Sinema bir toplumun kendisini yansıtan can damarlarından biri olarak tarihte anılagelmiştir. Sinemanın toplum üzerindeki etkileri ise bu anlamda oldukça geniş kapsamlıdır. Bu etkiler, bireysel davranışlardan kolektif bilinç oluşturmaya kadar birçok alanda kendini gösterir. Sinema bir toplumun kültürel değerlerini, geleneklerini ve yaşam tarzlarını yansıtır. Aynı zamanda farklı kültürlerle etkileşim kurma imkanı sağlar. Türk sinema tarihine bakıldığında ise Yeşilçam olarak nitelendirilen sinema Türk toplumunun modernleşme serüvenine de tanıklık ederken yoksulluk, göç, kadın hakları, çevre sorunlarını ele alarak toplumsal sorunlara dikkat çekme konusunda güçlü bir araçtır. Sinema toplumsal düşünme biçimlerinden davranış kalıplarını geliştirmeye kadar toplumu pek çok alanda yetiştirirken toplumdan da etkilenerek toplum ile arasında simbiyotik bir ilişki kurmuştur.
Bu noktada Türk Sinemasını dönemler olarak inceleyecek olursak 1950- 1980 döneminde kadın temsili anlamında Genellikle ya “masum ve fedakâr anne ile “kötü kadın karşılaştırılması üzerinden izleyiciye aktarılmıştır. Toplumsal sınıf ayrışması anlamında ise sinemada Fakir ama gururlu karakterler üzerinden köy-kent karşıtlığı sıkça işlenmiştir. Sinemada toplumsal değerler noktasında ise : Geleneksel değerlerin korunması ön planda tutarak . “Vatan”, “namus”, “aile” gibi temalar üzerinden Milliyetçilik fikrini izler kitleye ulaştırmıştır. Türk Sineması’nın belki en üretken dönemi diyebileceğimiz 1980 sonrası dönem Post-12 Eylül Dönemi olarak isimlendirilebilir.
Bu dönemde toplumun trawmaları üzerinden şekillenen sinema trawma ve kimlik ikilemi üzerinden konuları ele alırken 1980 darbesi sonrası sinema ise daha bireysel ve politik okumalara yönelmiştir. Bu dönemde merkez çevre ilişkisi bağlamında merkezden dışlanmış temsiller Ana akım dışı seslerin sinemada daha fazla yer bulmaya başlamaya başlamıştır. 2000’lere gelindiğinde ise , Etnik kimlikler başta olmak üzere toplumsal cinsiyet, şehir köy ayrımı üzerinden şekillenen sinema Nuri Bilge Ceylan ve Zeki Demirkubuz gibi yönetmenlerle Minimalist anlatılar ve bireysel bakış açısını benimsenerek daha çok psikolojik tahlillerden yararlanılmış.
Bireysel kaygılar ve bireysel bir tutum ön plana çıkarılmıştır.

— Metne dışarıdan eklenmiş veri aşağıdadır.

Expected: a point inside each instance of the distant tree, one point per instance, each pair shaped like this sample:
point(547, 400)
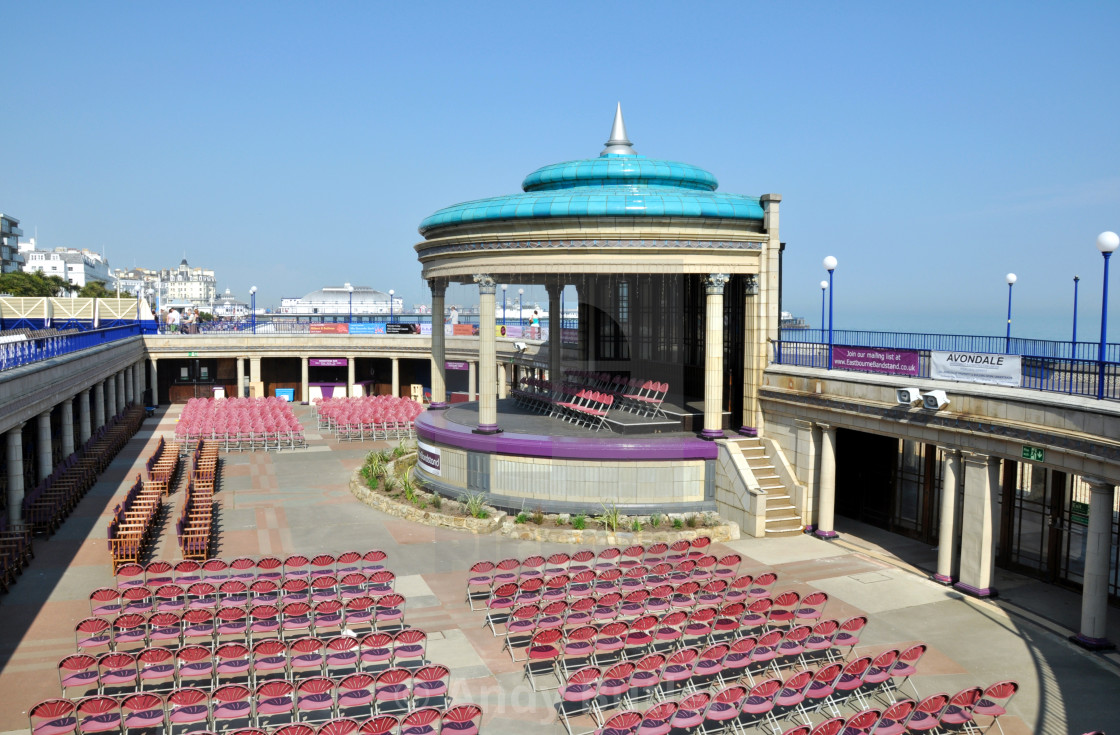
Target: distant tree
point(34, 284)
point(95, 289)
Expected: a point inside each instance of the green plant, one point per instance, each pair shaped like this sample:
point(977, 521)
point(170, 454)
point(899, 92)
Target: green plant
point(476, 505)
point(610, 517)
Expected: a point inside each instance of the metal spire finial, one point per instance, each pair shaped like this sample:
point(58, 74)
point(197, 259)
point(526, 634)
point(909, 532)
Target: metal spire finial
point(618, 143)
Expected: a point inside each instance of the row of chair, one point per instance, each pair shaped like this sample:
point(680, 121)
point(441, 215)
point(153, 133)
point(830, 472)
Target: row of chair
point(235, 593)
point(272, 703)
point(134, 630)
point(246, 568)
point(130, 529)
point(194, 666)
point(47, 505)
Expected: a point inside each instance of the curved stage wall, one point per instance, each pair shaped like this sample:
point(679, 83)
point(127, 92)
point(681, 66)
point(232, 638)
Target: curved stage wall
point(567, 474)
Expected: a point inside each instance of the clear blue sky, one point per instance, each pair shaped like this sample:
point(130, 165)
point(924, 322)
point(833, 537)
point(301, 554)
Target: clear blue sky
point(930, 147)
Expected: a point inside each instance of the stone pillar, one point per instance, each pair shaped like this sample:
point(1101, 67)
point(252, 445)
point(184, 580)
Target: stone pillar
point(946, 535)
point(487, 356)
point(305, 389)
point(110, 398)
point(155, 383)
point(978, 524)
point(46, 459)
point(99, 406)
point(754, 343)
point(67, 419)
point(83, 416)
point(438, 346)
point(16, 474)
point(827, 489)
point(1094, 592)
point(556, 332)
point(714, 357)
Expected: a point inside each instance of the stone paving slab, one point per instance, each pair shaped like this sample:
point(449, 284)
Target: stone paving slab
point(299, 502)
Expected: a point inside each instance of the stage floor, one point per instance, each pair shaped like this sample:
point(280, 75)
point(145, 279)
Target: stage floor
point(514, 419)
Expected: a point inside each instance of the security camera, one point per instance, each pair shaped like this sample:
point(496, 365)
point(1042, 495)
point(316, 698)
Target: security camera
point(935, 400)
point(908, 396)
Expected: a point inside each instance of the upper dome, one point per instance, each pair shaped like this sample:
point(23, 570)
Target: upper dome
point(618, 183)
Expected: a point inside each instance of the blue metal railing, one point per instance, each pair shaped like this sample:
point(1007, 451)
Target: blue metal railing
point(14, 354)
point(1047, 365)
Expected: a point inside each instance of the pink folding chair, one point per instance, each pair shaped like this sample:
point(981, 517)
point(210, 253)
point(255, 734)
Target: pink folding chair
point(274, 698)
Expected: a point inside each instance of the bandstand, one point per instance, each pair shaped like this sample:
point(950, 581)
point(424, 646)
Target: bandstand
point(675, 282)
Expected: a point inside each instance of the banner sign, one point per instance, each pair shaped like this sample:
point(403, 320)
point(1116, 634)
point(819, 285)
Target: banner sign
point(977, 368)
point(876, 360)
point(328, 328)
point(429, 457)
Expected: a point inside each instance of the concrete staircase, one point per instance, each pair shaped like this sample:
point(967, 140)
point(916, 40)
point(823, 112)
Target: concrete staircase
point(782, 517)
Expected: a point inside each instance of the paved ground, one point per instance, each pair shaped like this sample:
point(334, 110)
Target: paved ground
point(298, 502)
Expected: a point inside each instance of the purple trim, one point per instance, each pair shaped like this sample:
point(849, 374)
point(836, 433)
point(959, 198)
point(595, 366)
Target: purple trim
point(434, 426)
point(1092, 643)
point(976, 592)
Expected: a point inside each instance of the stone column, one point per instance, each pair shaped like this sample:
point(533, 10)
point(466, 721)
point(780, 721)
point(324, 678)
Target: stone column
point(305, 389)
point(67, 419)
point(1094, 592)
point(754, 347)
point(827, 487)
point(714, 357)
point(438, 346)
point(946, 535)
point(16, 474)
point(487, 356)
point(110, 398)
point(46, 459)
point(978, 524)
point(99, 406)
point(556, 332)
point(155, 383)
point(83, 416)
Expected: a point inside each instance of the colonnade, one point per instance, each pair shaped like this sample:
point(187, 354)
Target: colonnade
point(967, 541)
point(96, 405)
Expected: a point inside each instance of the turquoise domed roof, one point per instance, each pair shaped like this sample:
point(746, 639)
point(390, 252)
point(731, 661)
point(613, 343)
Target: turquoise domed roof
point(618, 183)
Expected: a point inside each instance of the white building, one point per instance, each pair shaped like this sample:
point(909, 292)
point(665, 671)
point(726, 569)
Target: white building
point(77, 267)
point(335, 300)
point(10, 260)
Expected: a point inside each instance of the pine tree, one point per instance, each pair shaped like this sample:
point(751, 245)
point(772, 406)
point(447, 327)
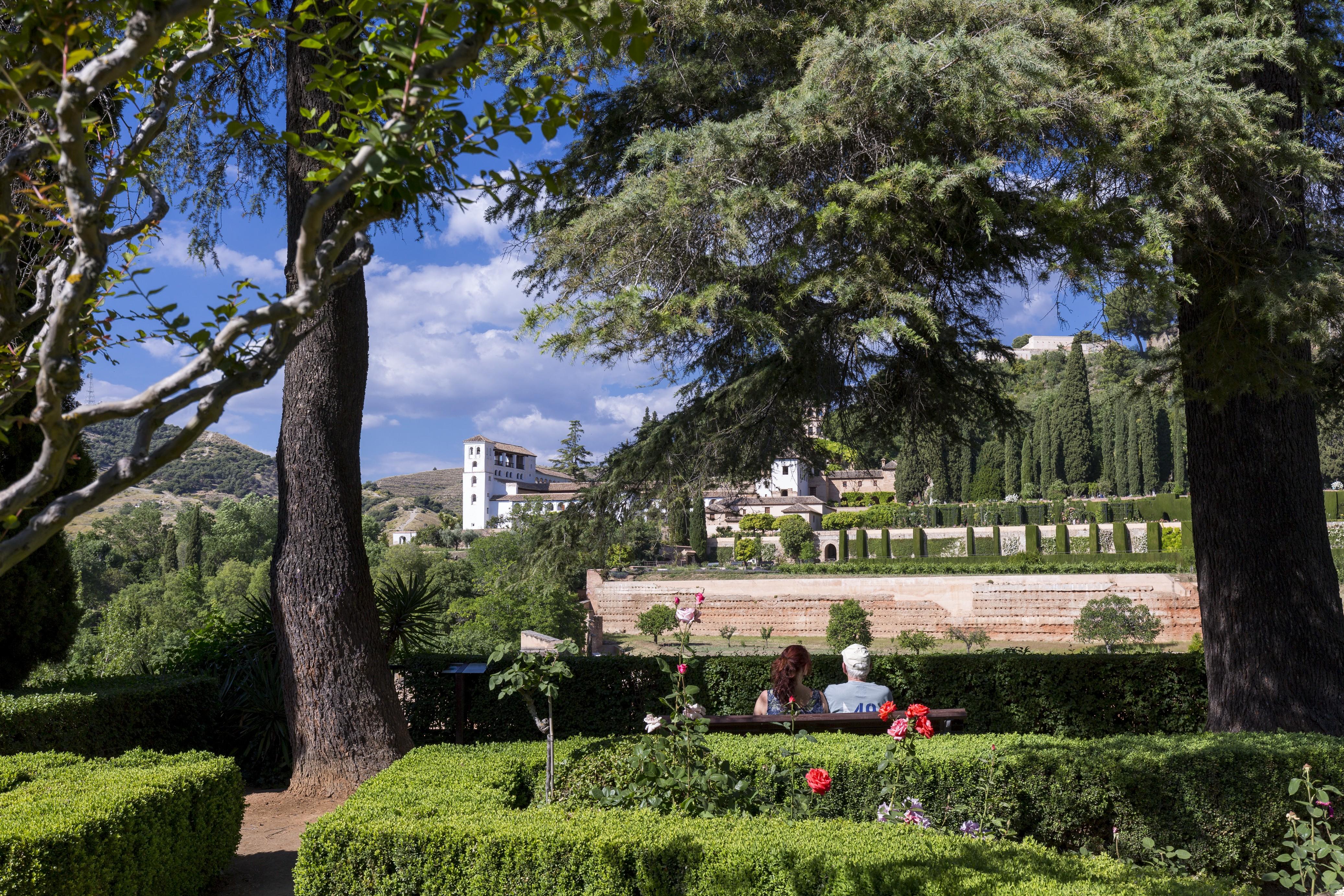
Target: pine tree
point(1148, 445)
point(1074, 418)
point(573, 459)
point(1133, 459)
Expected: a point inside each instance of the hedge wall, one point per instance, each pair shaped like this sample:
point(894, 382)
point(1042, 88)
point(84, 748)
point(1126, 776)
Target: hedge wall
point(109, 716)
point(1222, 797)
point(462, 820)
point(1073, 695)
point(140, 824)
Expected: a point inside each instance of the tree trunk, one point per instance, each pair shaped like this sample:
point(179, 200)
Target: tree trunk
point(345, 719)
point(1269, 596)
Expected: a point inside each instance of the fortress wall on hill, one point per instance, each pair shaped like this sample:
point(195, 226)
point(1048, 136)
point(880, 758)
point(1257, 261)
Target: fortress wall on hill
point(1010, 608)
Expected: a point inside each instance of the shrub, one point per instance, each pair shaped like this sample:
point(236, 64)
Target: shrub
point(1116, 621)
point(758, 523)
point(1068, 695)
point(656, 620)
point(140, 824)
point(109, 716)
point(793, 534)
point(468, 816)
point(1220, 796)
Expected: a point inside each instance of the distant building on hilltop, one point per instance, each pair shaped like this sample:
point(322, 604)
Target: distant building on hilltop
point(1041, 344)
point(498, 476)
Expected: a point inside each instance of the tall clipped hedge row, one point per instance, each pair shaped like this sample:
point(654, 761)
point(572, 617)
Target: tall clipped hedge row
point(1066, 695)
point(1222, 797)
point(109, 716)
point(464, 819)
point(140, 824)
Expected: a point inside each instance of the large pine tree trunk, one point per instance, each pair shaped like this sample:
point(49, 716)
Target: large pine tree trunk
point(345, 719)
point(1268, 593)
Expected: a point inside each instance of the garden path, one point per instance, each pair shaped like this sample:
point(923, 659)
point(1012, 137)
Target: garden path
point(265, 862)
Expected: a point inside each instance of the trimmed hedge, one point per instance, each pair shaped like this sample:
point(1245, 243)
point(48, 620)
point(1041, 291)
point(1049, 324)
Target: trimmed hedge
point(1068, 695)
point(140, 824)
point(463, 820)
point(109, 716)
point(1222, 797)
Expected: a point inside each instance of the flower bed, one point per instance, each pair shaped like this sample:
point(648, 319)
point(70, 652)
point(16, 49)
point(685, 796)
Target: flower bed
point(140, 824)
point(1222, 797)
point(468, 820)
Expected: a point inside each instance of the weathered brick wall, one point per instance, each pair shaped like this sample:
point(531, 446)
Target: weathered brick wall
point(1011, 608)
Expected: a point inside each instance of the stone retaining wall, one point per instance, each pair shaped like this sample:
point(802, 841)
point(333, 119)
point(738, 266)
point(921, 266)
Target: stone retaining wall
point(1010, 608)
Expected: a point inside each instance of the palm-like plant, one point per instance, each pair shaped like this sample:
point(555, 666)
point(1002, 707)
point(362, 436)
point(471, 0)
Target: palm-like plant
point(410, 612)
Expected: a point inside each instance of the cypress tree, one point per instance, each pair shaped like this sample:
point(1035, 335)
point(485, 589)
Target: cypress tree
point(1132, 455)
point(1148, 445)
point(1120, 436)
point(1074, 418)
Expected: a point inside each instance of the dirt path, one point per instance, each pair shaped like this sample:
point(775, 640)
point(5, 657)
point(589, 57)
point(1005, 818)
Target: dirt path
point(267, 856)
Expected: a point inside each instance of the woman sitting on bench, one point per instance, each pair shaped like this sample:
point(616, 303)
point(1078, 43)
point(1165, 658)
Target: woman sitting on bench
point(787, 678)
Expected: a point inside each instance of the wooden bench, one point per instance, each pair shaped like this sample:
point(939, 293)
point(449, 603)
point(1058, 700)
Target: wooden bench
point(945, 722)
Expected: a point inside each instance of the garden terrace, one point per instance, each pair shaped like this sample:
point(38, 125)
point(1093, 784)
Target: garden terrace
point(468, 820)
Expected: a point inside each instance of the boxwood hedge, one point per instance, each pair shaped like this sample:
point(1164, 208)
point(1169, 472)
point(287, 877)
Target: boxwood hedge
point(463, 820)
point(109, 716)
point(1069, 695)
point(140, 824)
point(1222, 797)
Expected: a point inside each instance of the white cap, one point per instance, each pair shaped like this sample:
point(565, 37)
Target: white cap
point(857, 660)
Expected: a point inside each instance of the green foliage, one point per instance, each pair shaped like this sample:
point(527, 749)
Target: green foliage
point(795, 532)
point(1068, 695)
point(1117, 621)
point(916, 641)
point(848, 625)
point(139, 824)
point(758, 523)
point(410, 612)
point(109, 716)
point(656, 620)
point(472, 813)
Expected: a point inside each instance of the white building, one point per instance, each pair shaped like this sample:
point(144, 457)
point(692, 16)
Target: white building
point(498, 475)
point(1041, 344)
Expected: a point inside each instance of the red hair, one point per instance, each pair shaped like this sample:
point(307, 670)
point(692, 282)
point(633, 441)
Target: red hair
point(787, 668)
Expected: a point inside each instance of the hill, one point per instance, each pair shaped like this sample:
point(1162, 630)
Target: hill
point(216, 464)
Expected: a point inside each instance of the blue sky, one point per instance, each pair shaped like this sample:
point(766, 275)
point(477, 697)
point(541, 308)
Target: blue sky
point(444, 363)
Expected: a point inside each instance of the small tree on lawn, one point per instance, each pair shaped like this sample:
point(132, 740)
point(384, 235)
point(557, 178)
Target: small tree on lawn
point(537, 675)
point(976, 637)
point(656, 620)
point(916, 641)
point(848, 625)
point(795, 532)
point(1116, 621)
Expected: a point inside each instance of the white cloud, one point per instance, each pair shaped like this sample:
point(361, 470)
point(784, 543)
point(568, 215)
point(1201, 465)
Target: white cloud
point(443, 344)
point(172, 252)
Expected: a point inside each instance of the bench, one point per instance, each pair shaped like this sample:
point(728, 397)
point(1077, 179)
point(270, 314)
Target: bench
point(945, 722)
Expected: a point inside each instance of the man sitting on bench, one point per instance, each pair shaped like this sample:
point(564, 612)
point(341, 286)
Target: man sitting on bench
point(857, 695)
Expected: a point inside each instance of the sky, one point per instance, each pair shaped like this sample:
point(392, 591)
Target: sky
point(445, 359)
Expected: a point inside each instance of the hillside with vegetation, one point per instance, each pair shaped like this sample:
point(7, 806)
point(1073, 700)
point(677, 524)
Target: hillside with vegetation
point(214, 465)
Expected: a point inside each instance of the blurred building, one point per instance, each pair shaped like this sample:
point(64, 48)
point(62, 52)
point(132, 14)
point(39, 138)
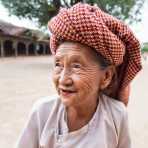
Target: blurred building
point(19, 41)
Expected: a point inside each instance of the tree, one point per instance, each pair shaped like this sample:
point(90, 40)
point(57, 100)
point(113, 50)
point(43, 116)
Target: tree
point(43, 10)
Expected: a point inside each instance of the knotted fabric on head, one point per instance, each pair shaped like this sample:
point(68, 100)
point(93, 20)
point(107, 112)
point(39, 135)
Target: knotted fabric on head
point(107, 35)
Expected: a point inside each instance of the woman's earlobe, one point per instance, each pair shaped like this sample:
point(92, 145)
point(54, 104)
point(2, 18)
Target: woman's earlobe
point(107, 77)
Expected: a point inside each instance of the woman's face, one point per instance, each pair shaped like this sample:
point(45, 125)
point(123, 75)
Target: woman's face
point(76, 74)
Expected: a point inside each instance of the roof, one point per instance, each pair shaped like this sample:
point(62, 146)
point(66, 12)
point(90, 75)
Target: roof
point(12, 30)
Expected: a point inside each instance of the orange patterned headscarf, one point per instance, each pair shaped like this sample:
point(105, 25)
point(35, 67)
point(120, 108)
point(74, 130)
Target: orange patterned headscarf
point(107, 35)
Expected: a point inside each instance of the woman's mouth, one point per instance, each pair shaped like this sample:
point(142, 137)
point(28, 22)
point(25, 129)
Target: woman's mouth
point(66, 92)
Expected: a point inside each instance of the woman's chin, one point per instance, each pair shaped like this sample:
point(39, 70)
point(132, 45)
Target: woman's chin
point(67, 101)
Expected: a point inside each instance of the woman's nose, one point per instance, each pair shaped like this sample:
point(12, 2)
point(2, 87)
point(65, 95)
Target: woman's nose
point(65, 78)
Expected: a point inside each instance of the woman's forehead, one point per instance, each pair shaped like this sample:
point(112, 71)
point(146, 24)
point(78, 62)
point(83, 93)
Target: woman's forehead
point(73, 48)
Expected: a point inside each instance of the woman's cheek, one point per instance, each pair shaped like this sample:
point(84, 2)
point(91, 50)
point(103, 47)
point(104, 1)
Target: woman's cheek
point(55, 78)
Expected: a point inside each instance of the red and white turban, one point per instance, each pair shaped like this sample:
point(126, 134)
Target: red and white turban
point(109, 36)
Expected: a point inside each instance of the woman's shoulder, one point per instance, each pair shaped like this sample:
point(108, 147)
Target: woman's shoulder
point(116, 112)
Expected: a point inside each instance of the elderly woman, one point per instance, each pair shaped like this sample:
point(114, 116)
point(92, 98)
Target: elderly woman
point(96, 57)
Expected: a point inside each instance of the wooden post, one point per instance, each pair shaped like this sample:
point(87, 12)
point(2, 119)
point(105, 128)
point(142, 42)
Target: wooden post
point(15, 48)
point(44, 49)
point(27, 49)
point(2, 48)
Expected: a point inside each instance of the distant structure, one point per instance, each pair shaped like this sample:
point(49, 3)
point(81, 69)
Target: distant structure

Bunun yanı sıra milenyum dönemi olarak adlandırılabilecek bu dönemde Minimalist anlatılar ve bireysel bakış açısı ön plana çıkarken teknolojisi ile görsel efektler üst seviyeye taşınarak bilim kurgu türü sinemada bir adım öne çıkmıştır. Bu dönemde küreselleşmenin kendisini iyiden iyiye hissettirmesiyle birlikte Latin Amerika, Asya ve Ortadoğu sinemaları daha fazla görünürlük kazanırken Güney Kore sineması, özellikle Parasite (2019) ile küresel bir başarı elde ederken İran sineması (Asghar Farhadi), Türkiye sineması (Nuri Bilge Ceylan) uluslararası festivallerde dikkat çekmiştir. Sonuç olarak günümüzde her alanda olduğu gibi sinemada küreleşirken ortak anlatılar ön plana çıkarak yerelin küreselleşmesine giden bir serüven yolculuğu izleyiciyi beklemektedir.